Living with Tekhelet/חי בתכלת

Last Shabbat I actually went to the synagogue for morning prayers. I was up, and I couldn’t deny the need within me to connect with G-d in one of His dwellings here in the holy land. I had a dilemma in front of me however, and one that reached deeper than the simple color it embodied.

Some background explanation is needed. In Judaism, it is a positive mitzvah, a commandment, to wear tzitzit, ritual fringes on a piece of clothing. Many religious Jews accomplish this by wearing a four-cornered garment beneath their shirts with the tzitzit attached to them, either showing outside of their clothing or tucked into their pants, depending on their specific tradition.

In addition to tzitzit, there is a separate mitzvah mentioned in the same paragraph in the Torah, the mitzvah of tekhelet, a blue string amongst the other white strings. For centuries, the source of tekhelet was lost, with various scholars debating its source. In recent history, one organization rediscovered the source of tekhelet. Not everyone agrees on the subject, but this post is not the place to go into the debate on it. [Here is a great article on the debate if you’re interested]

I say this because for years following my “falling out” with Chabad, I started wearing tekhelet. I believed that it was real, and it also helped me identify more with the dati leumi/Modern Orthodox world that more readily accepts tekhelet as authentic. However, in the past few months, I reverted back to wearing Chabad tzitzit, without tekhelet. I did it out of a longing to be back in the Chabad velt, and my increasing desire to get back to my roots when I first became Jewish.

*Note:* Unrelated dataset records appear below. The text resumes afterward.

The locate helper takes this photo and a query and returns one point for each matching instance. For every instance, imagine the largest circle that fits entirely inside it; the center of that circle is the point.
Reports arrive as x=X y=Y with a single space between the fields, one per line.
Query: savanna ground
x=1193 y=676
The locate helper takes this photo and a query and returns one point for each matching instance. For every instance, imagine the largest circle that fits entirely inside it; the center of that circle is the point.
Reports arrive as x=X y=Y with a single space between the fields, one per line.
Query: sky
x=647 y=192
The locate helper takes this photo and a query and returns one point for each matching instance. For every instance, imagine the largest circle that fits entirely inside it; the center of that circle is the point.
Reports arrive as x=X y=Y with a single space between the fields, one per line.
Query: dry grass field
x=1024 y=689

As I’ve written about, I’ve been doing a lot of thinking about where I fall in the bigger Jewish world here in Israel. Tekhelet, that little bit of blue string, believe it or not, plays a big part of it. I came to Israel wearing tekhelet; it made me feel more connected here. I saw other guys in knit kippot wearing tekhelet and it reaffirmed to me that I was part of their world. I saw it on guys who looked like the me I wanted to be, settling the land and being the pioneers I dreamed about being. That’s the whole reason I’m really here, because I too want to be writing Jewish history instead of just experiencing it.

So, last Shabbat, I took out my old tzitzit and tallit with tekhelet and brought them with me to the synagogue. I didn’t know a single person there. I only understood a few words of the sermon in Hebrew. I had to move several times so that the regulars could have their seats, making me feel even more like an interloper. But, when I saw the blue fringes between my fingers before I recited the Shema, something just felt right. I felt like I had given up all of the battles I was waging within myself about who I was and was just doing what felt like it was right. It felt right to be there. It felt right to be there with my tekhelet (even if I was the only guy there with it). It felt right to feel like I was fulfilling a rediscovered mitzvah in a land renewed.

So, today I bought a new pair of tzitzit with tekhelet. My old pair is too small and worn, but I felt completely different this time buying them when I bought the Chabad pairs. When I was buying the Chabad pairs, I felt like I was buying them out of a sense of obligation, and I even felt a little bit silly since my halachic observance is no where to the level that the average Lubavitcher in Israel is up to. When I was in the checkout today, it just felt right, like I was going back to who I chose to be.

I came into the Chabad world because it’s all I ever really knew, I never really had much of a choice. I fell into it, and I’m grateful for everything it gave me. I still have so much love for the Rebbe and his teachings, I learn Tanya, and I still default in my mind to the chassidic teachings I’ve learned over the years. My view of Jewish life, of Yiddishkeit, is fundamentally Chabad; but I know what I am and where I want to be.

The Chabad life isn’t for me anymore. The people that I really look up to now that I live in Israel aren’t the rabbis who struggled in Russia to preserve Judaism. I still have immense for the Rebbe’s shluchim; but I know that deep down I would trade everything I have now to be one of those first dati leumi settlers setting up religious kibbutzim. I believe in the holiness of the State of Israel, and in the sanctity of building up this land. My heroes built the settlements on the borders, they taught the Torah of Eretz Yisrael, they set up yeshivot in Judea and Samaria after the Six Day War, they were the men and women who combined service to Hashem with labor on the land. That is who I want to be like, even if I live comfortably in a Netanya suburb.

To me tekhelet symbolizes all of this. It symbolizes the idea that something so immensely holy can be found again with hard work and science, and not abandoned to messianic times. It stands for the idea that we can change reality now, that we can change the future now. Tekhelet is a mitzvah that serves to remind Jews not only of the mitzvot, which all white tzitzit do as well, they also serve to remind us to perform those commandments. They remind us that we are a people of action, not simply of remembrance and observance. I want to be a Jewish man of action, I want to change the world for the better with my actions. If that string of blue does it for me, I’m going to cling to it, and everything it stands for.